Performing gender in Ethio traditional dances

In modern restaging of traditional courting dances, performances across different cultures in Ethiopia showcase an almost identical skit: an intrepid and boisterous group of men hover around timid women that are engaged in performing domestic chores. A man sets his eyes on a girl and approaches the group of women either by himself or together with his cohorts to make his intentions known. The woman never readily agrees to his advances. She retreats sometimes violently, other times in tenuous steps. Either forcefully or after coy side-to-side swings accompanied with occasional under the eye glances -- she concedes. In this production, the woman’s initial refusal serves as a catalyst encouraging the man to play his socially ascribed role of an authority, a person in position of power who cannot be denied his desires. Gender, like dance is a performance orchestrated by rules that draw the blueprints of a social fabric. Masculinity and femininity are definitions that mutate through time and their transformation is instilled within cultural expressions that reveal the subtle rules governing a society. Dance is such an expression capable of narrating the interaction among its performers and their changing relationship in time. Various Ethiopian traditional dances serve as sites for gender performance, facilitating the production of masculinity and femininity. Taking two dances from Northern Ethiopia, Sekota and Gondar, it is possible to demonstrate the making and manifestation of masculinity in one and femininity in the other.

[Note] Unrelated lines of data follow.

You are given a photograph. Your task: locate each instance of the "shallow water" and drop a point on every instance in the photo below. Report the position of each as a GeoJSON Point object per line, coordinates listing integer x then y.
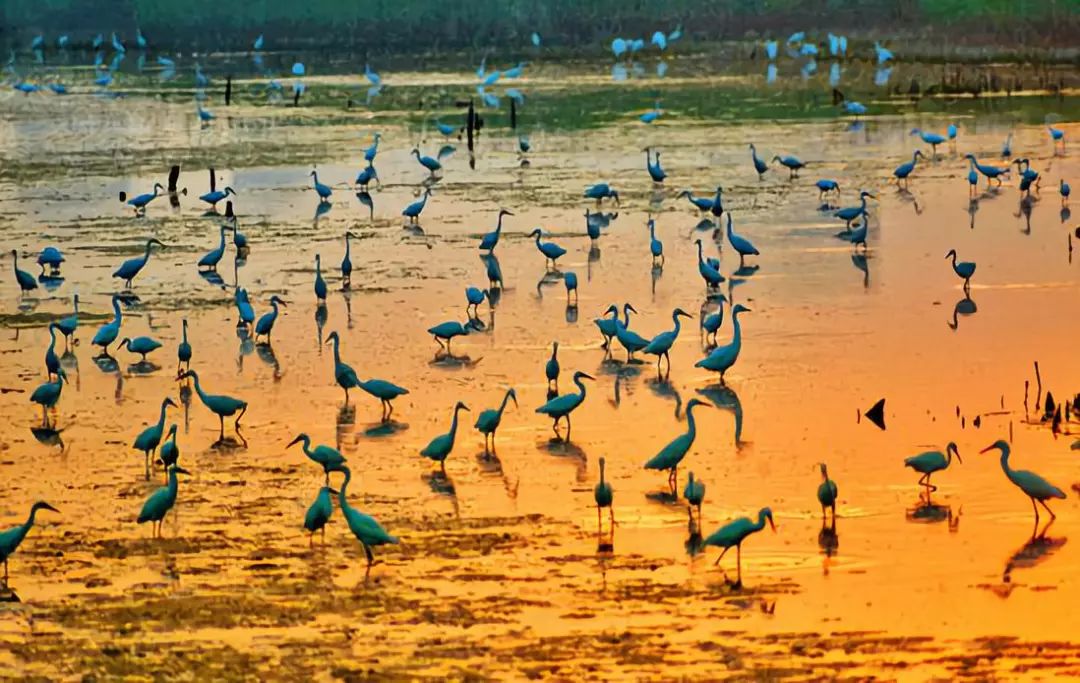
{"type": "Point", "coordinates": [501, 571]}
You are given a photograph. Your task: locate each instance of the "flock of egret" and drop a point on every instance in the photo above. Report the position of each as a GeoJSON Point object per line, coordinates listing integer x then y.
{"type": "Point", "coordinates": [559, 407]}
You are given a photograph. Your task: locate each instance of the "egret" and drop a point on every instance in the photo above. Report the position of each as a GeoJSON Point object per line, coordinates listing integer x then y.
{"type": "Point", "coordinates": [792, 163]}
{"type": "Point", "coordinates": [147, 440]}
{"type": "Point", "coordinates": [324, 191]}
{"type": "Point", "coordinates": [329, 459]}
{"type": "Point", "coordinates": [903, 172]}
{"type": "Point", "coordinates": [140, 201]}
{"type": "Point", "coordinates": [712, 322]}
{"type": "Point", "coordinates": [694, 493]}
{"type": "Point", "coordinates": [672, 454]}
{"type": "Point", "coordinates": [931, 138]}
{"type": "Point", "coordinates": [161, 501]}
{"type": "Point", "coordinates": [1034, 486]}
{"type": "Point", "coordinates": [656, 172]}
{"type": "Point", "coordinates": [130, 268]}
{"type": "Point", "coordinates": [850, 213]}
{"type": "Point", "coordinates": [824, 186]}
{"type": "Point", "coordinates": [441, 446]}
{"type": "Point", "coordinates": [211, 259]}
{"type": "Point", "coordinates": [319, 513]}
{"type": "Point", "coordinates": [488, 420]}
{"type": "Point", "coordinates": [570, 280]}
{"type": "Point", "coordinates": [363, 526]}
{"type": "Point", "coordinates": [931, 461]}
{"type": "Point", "coordinates": [220, 405]}
{"type": "Point", "coordinates": [25, 280]}
{"type": "Point", "coordinates": [656, 246]}
{"type": "Point", "coordinates": [990, 173]}
{"type": "Point", "coordinates": [213, 197]}
{"type": "Point", "coordinates": [431, 164]}
{"type": "Point", "coordinates": [701, 203]}
{"type": "Point", "coordinates": [447, 331]}
{"type": "Point", "coordinates": [491, 239]}
{"type": "Point", "coordinates": [320, 283]}
{"type": "Point", "coordinates": [265, 324]}
{"type": "Point", "coordinates": [50, 257]}
{"type": "Point", "coordinates": [11, 538]}
{"type": "Point", "coordinates": [826, 492]}
{"type": "Point", "coordinates": [759, 164]}
{"type": "Point", "coordinates": [170, 453]}
{"type": "Point", "coordinates": [660, 346]}
{"type": "Point", "coordinates": [724, 357]}
{"type": "Point", "coordinates": [550, 250]}
{"type": "Point", "coordinates": [52, 361]}
{"type": "Point", "coordinates": [140, 346]}
{"type": "Point", "coordinates": [49, 393]}
{"type": "Point", "coordinates": [551, 367]}
{"type": "Point", "coordinates": [963, 269]}
{"type": "Point", "coordinates": [108, 333]}
{"type": "Point", "coordinates": [347, 262]}
{"type": "Point", "coordinates": [734, 533]}
{"type": "Point", "coordinates": [630, 340]}
{"type": "Point", "coordinates": [602, 191]}
{"type": "Point", "coordinates": [604, 496]}
{"type": "Point", "coordinates": [709, 273]}
{"type": "Point", "coordinates": [413, 211]}
{"type": "Point", "coordinates": [740, 243]}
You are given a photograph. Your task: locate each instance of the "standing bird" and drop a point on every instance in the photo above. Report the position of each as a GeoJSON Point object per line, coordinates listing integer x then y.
{"type": "Point", "coordinates": [149, 438]}
{"type": "Point", "coordinates": [319, 513]}
{"type": "Point", "coordinates": [826, 492]}
{"type": "Point", "coordinates": [656, 246]}
{"type": "Point", "coordinates": [491, 239]}
{"type": "Point", "coordinates": [694, 494]}
{"type": "Point", "coordinates": [265, 324]}
{"type": "Point", "coordinates": [963, 269]}
{"type": "Point", "coordinates": [11, 538]}
{"type": "Point", "coordinates": [363, 526]}
{"type": "Point", "coordinates": [931, 461]}
{"type": "Point", "coordinates": [563, 405]}
{"type": "Point", "coordinates": [220, 405]}
{"type": "Point", "coordinates": [661, 345]}
{"type": "Point", "coordinates": [550, 250]}
{"type": "Point", "coordinates": [551, 367]}
{"type": "Point", "coordinates": [1034, 486]}
{"type": "Point", "coordinates": [161, 501]}
{"type": "Point", "coordinates": [734, 533]}
{"type": "Point", "coordinates": [320, 283]}
{"type": "Point", "coordinates": [741, 244]}
{"type": "Point", "coordinates": [25, 280]}
{"type": "Point", "coordinates": [759, 164]}
{"type": "Point", "coordinates": [329, 459]}
{"type": "Point", "coordinates": [604, 496]}
{"type": "Point", "coordinates": [488, 420]}
{"type": "Point", "coordinates": [108, 333]}
{"type": "Point", "coordinates": [672, 454]}
{"type": "Point", "coordinates": [130, 268]}
{"type": "Point", "coordinates": [724, 357]}
{"type": "Point", "coordinates": [441, 446]}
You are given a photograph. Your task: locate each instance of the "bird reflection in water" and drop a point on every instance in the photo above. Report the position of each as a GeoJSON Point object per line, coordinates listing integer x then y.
{"type": "Point", "coordinates": [963, 307]}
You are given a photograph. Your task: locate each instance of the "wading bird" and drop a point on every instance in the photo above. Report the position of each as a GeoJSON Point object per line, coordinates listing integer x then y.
{"type": "Point", "coordinates": [441, 446]}
{"type": "Point", "coordinates": [733, 535]}
{"type": "Point", "coordinates": [672, 454]}
{"type": "Point", "coordinates": [563, 405]}
{"type": "Point", "coordinates": [931, 461]}
{"type": "Point", "coordinates": [488, 420]}
{"type": "Point", "coordinates": [1034, 486]}
{"type": "Point", "coordinates": [11, 538]}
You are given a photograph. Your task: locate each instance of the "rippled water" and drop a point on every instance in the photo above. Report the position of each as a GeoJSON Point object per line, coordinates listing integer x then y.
{"type": "Point", "coordinates": [501, 571]}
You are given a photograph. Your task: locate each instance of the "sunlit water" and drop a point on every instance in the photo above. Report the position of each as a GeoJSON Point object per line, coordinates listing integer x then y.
{"type": "Point", "coordinates": [501, 571]}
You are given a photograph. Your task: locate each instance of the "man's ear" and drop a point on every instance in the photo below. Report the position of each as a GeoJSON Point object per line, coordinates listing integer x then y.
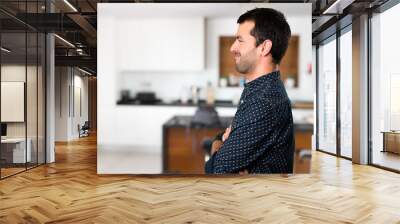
{"type": "Point", "coordinates": [266, 47]}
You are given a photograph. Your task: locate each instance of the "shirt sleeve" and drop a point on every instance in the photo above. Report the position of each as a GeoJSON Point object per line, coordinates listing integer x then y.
{"type": "Point", "coordinates": [256, 132]}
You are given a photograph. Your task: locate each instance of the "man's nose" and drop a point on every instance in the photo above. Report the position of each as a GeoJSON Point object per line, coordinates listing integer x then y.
{"type": "Point", "coordinates": [233, 47]}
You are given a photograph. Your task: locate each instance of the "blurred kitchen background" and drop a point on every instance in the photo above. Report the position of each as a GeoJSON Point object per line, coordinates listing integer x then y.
{"type": "Point", "coordinates": [159, 63]}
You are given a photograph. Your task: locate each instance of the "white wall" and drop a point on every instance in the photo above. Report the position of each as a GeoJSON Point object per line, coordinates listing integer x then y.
{"type": "Point", "coordinates": [385, 50]}
{"type": "Point", "coordinates": [170, 85]}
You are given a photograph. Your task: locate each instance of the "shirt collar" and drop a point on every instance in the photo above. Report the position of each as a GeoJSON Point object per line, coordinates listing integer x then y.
{"type": "Point", "coordinates": [260, 81]}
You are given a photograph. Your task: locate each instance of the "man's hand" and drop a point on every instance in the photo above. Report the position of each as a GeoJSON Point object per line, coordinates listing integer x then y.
{"type": "Point", "coordinates": [226, 134]}
{"type": "Point", "coordinates": [216, 145]}
{"type": "Point", "coordinates": [244, 172]}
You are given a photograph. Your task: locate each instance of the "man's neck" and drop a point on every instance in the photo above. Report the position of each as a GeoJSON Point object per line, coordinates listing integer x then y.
{"type": "Point", "coordinates": [260, 72]}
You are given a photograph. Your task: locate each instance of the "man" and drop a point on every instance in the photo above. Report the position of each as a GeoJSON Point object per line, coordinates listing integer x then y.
{"type": "Point", "coordinates": [260, 138]}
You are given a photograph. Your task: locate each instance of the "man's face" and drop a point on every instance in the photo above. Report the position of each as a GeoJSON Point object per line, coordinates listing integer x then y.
{"type": "Point", "coordinates": [244, 48]}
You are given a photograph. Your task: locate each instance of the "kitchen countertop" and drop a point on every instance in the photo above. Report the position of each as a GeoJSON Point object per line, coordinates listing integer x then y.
{"type": "Point", "coordinates": [185, 121]}
{"type": "Point", "coordinates": [218, 103]}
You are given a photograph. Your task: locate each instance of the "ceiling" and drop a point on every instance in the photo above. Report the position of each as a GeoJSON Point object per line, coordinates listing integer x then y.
{"type": "Point", "coordinates": [76, 21]}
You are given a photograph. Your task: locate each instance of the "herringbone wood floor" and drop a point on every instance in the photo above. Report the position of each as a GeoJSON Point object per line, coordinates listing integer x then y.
{"type": "Point", "coordinates": [70, 191]}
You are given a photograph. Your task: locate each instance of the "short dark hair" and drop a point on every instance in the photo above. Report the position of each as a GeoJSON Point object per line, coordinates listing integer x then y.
{"type": "Point", "coordinates": [270, 24]}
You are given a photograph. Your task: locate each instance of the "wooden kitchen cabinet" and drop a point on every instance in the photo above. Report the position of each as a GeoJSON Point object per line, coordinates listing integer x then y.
{"type": "Point", "coordinates": [183, 151]}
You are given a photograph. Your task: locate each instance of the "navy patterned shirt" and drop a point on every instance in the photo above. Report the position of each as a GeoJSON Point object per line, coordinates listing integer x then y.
{"type": "Point", "coordinates": [262, 136]}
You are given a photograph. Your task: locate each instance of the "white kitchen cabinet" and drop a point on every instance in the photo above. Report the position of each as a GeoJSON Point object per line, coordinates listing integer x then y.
{"type": "Point", "coordinates": [161, 44]}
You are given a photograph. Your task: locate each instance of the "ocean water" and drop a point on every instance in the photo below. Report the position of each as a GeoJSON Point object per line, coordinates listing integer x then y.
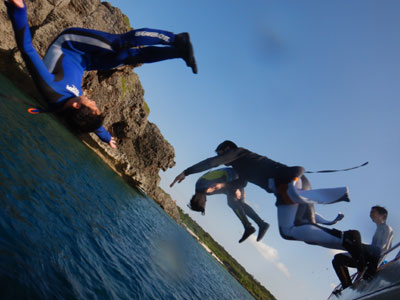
{"type": "Point", "coordinates": [70, 228]}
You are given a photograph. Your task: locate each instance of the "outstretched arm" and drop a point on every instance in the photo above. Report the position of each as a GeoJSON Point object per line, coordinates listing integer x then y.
{"type": "Point", "coordinates": [105, 136]}
{"type": "Point", "coordinates": [208, 164]}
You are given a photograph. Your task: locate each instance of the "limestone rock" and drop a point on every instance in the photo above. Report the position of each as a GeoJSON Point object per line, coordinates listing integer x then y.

An amorphous group of Sekota men and women dance in a circle. Two men enter the inside of the circle and perform a pair dance that mirrors each other’s movement. “Amesasel” is a phrase used to direct dancers in the middle to perform identical Eskesta* motifs. When one dancer changes his movements, the other follows immediately. This similarity in their performance incites a competition between the two dancers, each striving to perform better than the other. It is also a means of cooperating to jointly deliver an energetic performance, adding flavor to the piece as a whole. The dancers circumscribing this pair conjure a competitive atmosphere with their clapping and cheering. The music, following the spirit of the duel, transforms from its progressive mode to a trance-like repetitive beat. This moment replays the amorphous relationship of men in a social structure. Their interaction oscillates between contention and camaraderie and sometimes an overlapping of both. This undulating sentiment links the two bodies with a taut string. Their tension reaches its climax when the bodies merge physically. One dancer climbs on his partner and wraps his legs around his waist. They both lean back and continue performing identical shoulder motifs. This dance atmosphere is craftily curated to allow the dancers to access their learned masculine behaviors and perform them with a heightened sense of urgency. Locked in a match to expertly execute the men traditional dance, they exhibit their bodies in its effort to perform the masculine gender.

In Gondar traditional dance, the woman appears as a muse, a potential lover, a mother and so on -- all characters fashioned under the male gaze. She usually takes center stage, appearing in a group, a pair, or independently. The women dance with their upper bodies, utilizing the shoulders, chest, and neck. They’re clad in accessories that accentuate the slightest movements in these areas. During courting, dances the women are expected to appear attractive and enticing to secure a potential mate. Nonetheless any signs of attempting to be seen appealing and desirable is considered vulgar expressions. This condemnation is directed towards performance that ranges between those that involve the hips to others in which the woman appears to overreact and show off, even while performing the accepted Eskesta routines. Women in these performances straddle loosely defined terrains, caught in between drawing the spotlight to secure a potential mate and the expectation to act coy and reserved while dancing. These ambiguities extend towards the dancing woman’s body, which exists in constant risk of objectification as a body displayed for entertainment

Taking a sweeping look across traditional Ethiopian dances, we find numerous sound indications that the society was acutely aware of gender roles and the dances are a glimpse into their representation process. In Gumuz, for example, a neighborhood celebrates when a girl gets her period for the first time. This celebration includes a feast accompanied with dancing and a bathing ceremony for the newly minted woman. This ritual accentuates the female role of fertility by placing great importance on the transition of a girl into womanhood. In a women-only dance in Sidama, the women imitate the act of masturbation. This dance, Hiadayo, is performed by mothers away from the eyes of men. The existence of this practice and its continuation as a traditional norm is an indicator of the awakened sexual awareness of elder women in Sidama society.

Analyzing traditional dances through contemporary gender theories poses a danger of imposing current worldviews on the past without the proper knowledge of its social fabric that, in the first place, produced the cultural expressions we see today. The investigation of gender roles becomes increasingly pertinent to the study of traditional dances in Ethiopia when considering the intimate relationship between dance and gender. Both, as performances carried out by the body, they exhibit a symbiotic relationship wherein an insight towards one duly benefits the other. Still, few places in the country hold spaces for open and informative conversations on gender. Traditional dances provide an additional entry point for gender discourse in Ethiopian culture and a fresh methodology for cultivating discussions.